Greve de Lecq beach is due to reopen on Sunday morning (3 April), having closed because of a seal sleeping on the sand.

The large adult male was discovered on Thursday evening (31 March). 

It was reported to British Divers Marine Life Rescue co-ordinator Donna de Gruchy, who explained the seal needed to be undisturbed:

"This seal, along with all our other local grey seals, will be going through his annual moulting process which involves the seal spending much more time than normal out of the sea in order to try and replace his whole existing coat.  

In this time the seal will also not be feeding as well as usual and he will lose some weight.

 It is an exhausting process for him even though he looks like he is just lying there doing nothing, so he will be very grumpy, hungry and tired. The process can last for up to 3 weeks but it is all perfectly natural for the seal".

Volunteers have been keeping passers-by away while a small team of mammal medics and New Era vet Riccardo Cardia kept watch.

At high tide the seal went back into the sea and the team was stood down.

He returned to the beach early on Friday morning and spent the whole day sleeping on the sand.

Police and the BDMLR decided to close the beach for the safety of both the public and the seal.
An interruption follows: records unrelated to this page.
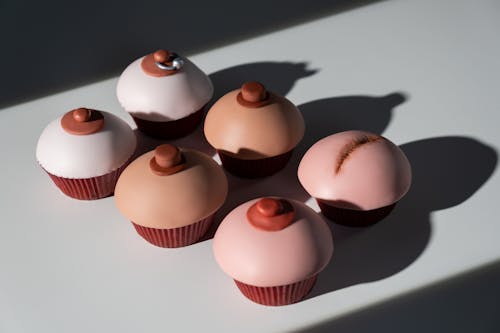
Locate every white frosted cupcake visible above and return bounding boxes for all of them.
[36,108,137,200]
[116,50,214,139]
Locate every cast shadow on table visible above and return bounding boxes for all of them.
[0,0,376,108]
[309,136,497,298]
[204,93,405,240]
[293,261,500,333]
[209,61,317,101]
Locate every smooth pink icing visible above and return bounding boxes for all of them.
[298,131,411,210]
[213,199,333,287]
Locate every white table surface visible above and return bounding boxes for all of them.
[0,0,500,333]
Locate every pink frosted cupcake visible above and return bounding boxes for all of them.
[115,144,227,247]
[116,50,214,139]
[204,82,304,178]
[298,131,411,226]
[36,108,136,200]
[213,198,333,306]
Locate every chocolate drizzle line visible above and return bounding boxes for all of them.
[335,135,383,173]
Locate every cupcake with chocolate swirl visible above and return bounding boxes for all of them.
[298,131,411,226]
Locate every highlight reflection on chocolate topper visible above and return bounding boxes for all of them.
[116,50,214,139]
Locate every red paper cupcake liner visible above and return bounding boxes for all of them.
[316,199,396,227]
[44,162,129,200]
[234,275,317,306]
[132,106,205,139]
[217,149,293,178]
[132,214,215,247]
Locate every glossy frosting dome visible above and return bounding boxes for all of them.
[116,58,214,121]
[298,131,411,210]
[213,199,333,287]
[204,89,304,159]
[115,148,227,229]
[36,111,136,178]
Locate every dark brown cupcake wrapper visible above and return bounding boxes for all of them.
[234,275,317,306]
[132,214,215,248]
[44,161,130,200]
[316,199,397,227]
[217,149,293,178]
[132,106,205,139]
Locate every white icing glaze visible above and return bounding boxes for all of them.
[116,58,214,121]
[36,111,137,178]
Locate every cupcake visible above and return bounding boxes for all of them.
[36,108,137,200]
[213,197,333,305]
[298,131,411,226]
[115,144,227,247]
[204,82,304,178]
[116,50,214,139]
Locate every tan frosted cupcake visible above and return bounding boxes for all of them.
[115,144,227,247]
[204,82,305,178]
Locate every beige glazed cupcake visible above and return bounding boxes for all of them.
[204,82,304,178]
[115,144,227,247]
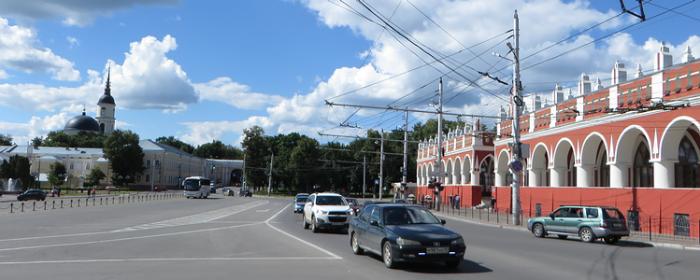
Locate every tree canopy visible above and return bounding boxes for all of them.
[194,140,243,159]
[104,130,145,186]
[0,134,12,146]
[156,136,194,154]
"The majority of the public & locals have been so lovely and understanding of the situation we find ourselves in and have been so interested to learn more about the moulting season of the grey seals.

Colleens Cafe have been so kind looking after us with tea and cake and the local St Ouen honouries have been there in a heartbeat when we have needed assistance.

I am so proud of my team for all the time they have put into keeping everyone & the seal safe whilst answering lots of questions".

On Saturday morning the seal was swimming around on the high tide and again chose to haul out on the beach.

At around 11am he was spooked by the sound of a dog barking and made a dash for the sea.

After an hour, he disappeared out of sight. If he hasn't returned to the area, the cordon will be removed at 11am on Sunday morning (3 April)

"We do try and keep his location quiet to begin with, all volunteers are under strict instruction of no social media at first, but understandably as word starts to get out, interest starts, and we have found ourselves really busy with people coming specifically to see the seal."